Mexico dodges recession;  economy stalls in fourth quarter

Mexico dodges recession; economy stalls in fourth quarter

Mexico’s economy narrowly avoided recession in 2021 as manufacturers adjusted to shortages and supply chain hurdles amid a lack of fiscal stimulus.

Gross domestic product (GDP) was flat in the fourth quarter compared to the previous quarter, hovering above the median estimate of a 0.1% contraction in a Bloomberg survey, according to final data released Friday by the statistics institute. from Mexico. Preliminary data indicated that GDP fell 0.1%, after contracting 0.4% in the third quarter.

Mexico, one of the world’s biggest exporters, has been beset by global supply problems even as demand for its products increased in the United States, its main trading partner.

The absence of significant government stimulus and the central bank’s increasingly aggressive stance in response to above-target inflation further dampened growth, with a 0.6% quarterly contraction in the services sector representing the biggest drag on the economy.

In April, Congress passed a law banning most outsourcing in an effort to combat tax evasion and ensure employers cover benefits. The measure helped boost formal hiring, but at the same time hit service companies dedicated to labor outsourcing.

The Mexican economy recovered quickly after the second quarter of 2020, when the country put in place strict lockdown measures in response to COVID-19, but the recovery has been losing steam since the second half of last year.

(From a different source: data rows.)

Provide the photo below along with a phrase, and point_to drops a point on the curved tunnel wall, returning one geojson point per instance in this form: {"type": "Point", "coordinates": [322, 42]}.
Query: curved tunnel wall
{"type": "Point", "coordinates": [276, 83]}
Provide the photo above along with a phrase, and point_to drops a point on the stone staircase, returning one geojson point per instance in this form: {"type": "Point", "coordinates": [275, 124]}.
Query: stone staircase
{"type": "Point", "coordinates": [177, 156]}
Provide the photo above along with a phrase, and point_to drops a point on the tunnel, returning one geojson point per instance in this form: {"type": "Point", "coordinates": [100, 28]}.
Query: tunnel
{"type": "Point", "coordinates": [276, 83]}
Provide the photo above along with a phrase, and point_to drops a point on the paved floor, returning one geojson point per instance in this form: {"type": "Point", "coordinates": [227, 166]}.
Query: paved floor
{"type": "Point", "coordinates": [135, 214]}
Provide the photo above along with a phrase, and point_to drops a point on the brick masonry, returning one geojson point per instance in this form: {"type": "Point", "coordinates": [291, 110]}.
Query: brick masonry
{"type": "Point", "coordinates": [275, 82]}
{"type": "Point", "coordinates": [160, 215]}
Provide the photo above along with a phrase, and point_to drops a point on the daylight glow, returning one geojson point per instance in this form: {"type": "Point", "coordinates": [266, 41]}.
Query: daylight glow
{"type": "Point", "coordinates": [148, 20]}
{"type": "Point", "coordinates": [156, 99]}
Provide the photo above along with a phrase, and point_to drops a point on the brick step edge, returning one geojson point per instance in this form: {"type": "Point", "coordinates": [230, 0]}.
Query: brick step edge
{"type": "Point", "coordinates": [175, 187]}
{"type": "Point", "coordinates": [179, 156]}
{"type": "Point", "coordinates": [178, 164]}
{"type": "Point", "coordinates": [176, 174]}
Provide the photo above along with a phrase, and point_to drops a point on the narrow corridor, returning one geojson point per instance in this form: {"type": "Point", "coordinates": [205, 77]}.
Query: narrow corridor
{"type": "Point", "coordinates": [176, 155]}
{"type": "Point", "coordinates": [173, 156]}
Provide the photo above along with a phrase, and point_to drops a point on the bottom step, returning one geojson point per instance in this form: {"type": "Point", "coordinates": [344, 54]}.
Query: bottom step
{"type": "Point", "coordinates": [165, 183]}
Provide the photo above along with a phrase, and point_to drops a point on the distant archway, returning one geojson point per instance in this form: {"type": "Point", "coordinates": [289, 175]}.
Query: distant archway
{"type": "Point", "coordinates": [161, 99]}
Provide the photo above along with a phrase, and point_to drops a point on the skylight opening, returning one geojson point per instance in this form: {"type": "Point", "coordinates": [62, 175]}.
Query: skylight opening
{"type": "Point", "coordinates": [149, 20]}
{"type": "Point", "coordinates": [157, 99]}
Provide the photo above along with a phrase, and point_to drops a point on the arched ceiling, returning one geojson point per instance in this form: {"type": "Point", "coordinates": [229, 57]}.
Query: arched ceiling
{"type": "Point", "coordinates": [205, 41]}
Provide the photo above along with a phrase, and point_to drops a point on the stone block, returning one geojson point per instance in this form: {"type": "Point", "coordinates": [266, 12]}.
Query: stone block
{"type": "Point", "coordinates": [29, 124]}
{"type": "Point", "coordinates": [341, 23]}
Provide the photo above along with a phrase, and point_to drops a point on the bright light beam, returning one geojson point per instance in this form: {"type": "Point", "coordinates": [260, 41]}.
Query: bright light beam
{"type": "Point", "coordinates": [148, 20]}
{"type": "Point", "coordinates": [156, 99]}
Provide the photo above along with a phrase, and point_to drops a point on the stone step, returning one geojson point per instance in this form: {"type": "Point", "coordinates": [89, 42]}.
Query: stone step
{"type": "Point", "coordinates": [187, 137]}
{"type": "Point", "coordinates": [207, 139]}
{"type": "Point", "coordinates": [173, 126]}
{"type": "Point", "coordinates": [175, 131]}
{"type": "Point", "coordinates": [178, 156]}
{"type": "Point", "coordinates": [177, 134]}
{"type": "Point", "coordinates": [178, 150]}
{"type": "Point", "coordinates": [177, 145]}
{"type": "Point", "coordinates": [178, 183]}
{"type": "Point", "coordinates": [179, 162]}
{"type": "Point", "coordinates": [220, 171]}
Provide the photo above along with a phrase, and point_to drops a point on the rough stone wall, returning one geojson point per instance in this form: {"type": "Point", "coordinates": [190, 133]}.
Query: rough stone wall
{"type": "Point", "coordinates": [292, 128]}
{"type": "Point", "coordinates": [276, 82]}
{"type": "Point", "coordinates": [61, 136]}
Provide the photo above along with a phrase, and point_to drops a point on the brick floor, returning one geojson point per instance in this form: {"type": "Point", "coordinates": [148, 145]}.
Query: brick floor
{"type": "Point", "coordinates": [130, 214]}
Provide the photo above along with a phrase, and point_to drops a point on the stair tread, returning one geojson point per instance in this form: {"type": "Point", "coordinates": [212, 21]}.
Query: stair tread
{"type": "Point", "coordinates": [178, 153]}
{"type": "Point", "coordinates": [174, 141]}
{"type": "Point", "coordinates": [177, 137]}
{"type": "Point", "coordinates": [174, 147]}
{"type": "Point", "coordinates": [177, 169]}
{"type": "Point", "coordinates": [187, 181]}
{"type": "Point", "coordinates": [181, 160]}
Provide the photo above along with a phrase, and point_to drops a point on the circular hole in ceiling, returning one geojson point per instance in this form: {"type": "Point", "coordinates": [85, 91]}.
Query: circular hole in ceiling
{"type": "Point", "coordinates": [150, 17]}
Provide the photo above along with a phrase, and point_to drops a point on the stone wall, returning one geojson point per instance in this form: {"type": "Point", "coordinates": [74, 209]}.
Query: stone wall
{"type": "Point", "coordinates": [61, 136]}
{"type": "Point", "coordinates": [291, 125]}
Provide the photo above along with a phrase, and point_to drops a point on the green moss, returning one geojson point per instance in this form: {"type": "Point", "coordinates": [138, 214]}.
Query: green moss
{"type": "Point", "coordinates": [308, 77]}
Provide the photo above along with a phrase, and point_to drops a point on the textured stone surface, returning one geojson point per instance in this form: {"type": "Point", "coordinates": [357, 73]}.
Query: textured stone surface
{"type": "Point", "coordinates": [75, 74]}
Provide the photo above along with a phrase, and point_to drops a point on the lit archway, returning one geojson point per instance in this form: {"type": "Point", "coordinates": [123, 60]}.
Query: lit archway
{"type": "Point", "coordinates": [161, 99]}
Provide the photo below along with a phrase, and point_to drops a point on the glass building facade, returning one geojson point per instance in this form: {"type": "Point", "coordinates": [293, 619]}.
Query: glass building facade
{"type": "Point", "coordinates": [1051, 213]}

On an annual basis, the economy grew by 1.1% in the last three months of 2021, slightly above the median analyst estimate of a 1% expansion.

Mexico dodges recession;  economy stalls in fourth quarter
Mexico’s economy stagnates at the end of 2021.

President Andrés Manuel López Obrador has refused to follow many other countries in boosting spending to prop up the economy, arguing that Mexico is better positioned with less debt.

The IMF in January cut its GDP forecast for Mexico in 2022 to 2.8% from a projected 4% just three months earlier and now sees that pace slowing to 2.7% in 2023.

However, since the Fund’s last forecast, the US Federal Reserve has taken an aggressive turn in response to high inflation, raising the possibility of slower growth in the world’s largest economy and top trading partner. from Mexico.

At the same time, persistent domestic inflation prompted the Bank of Mexico to start a tightening cycle that took the key rate from 4% to 6% last June, with further interest rate hikes expected.

The Russian invasion of Ukraine, which has triggered one of the worst security crises in Europe since the Second World War, adds a new element of uncertainty to both growth and inflation prospects.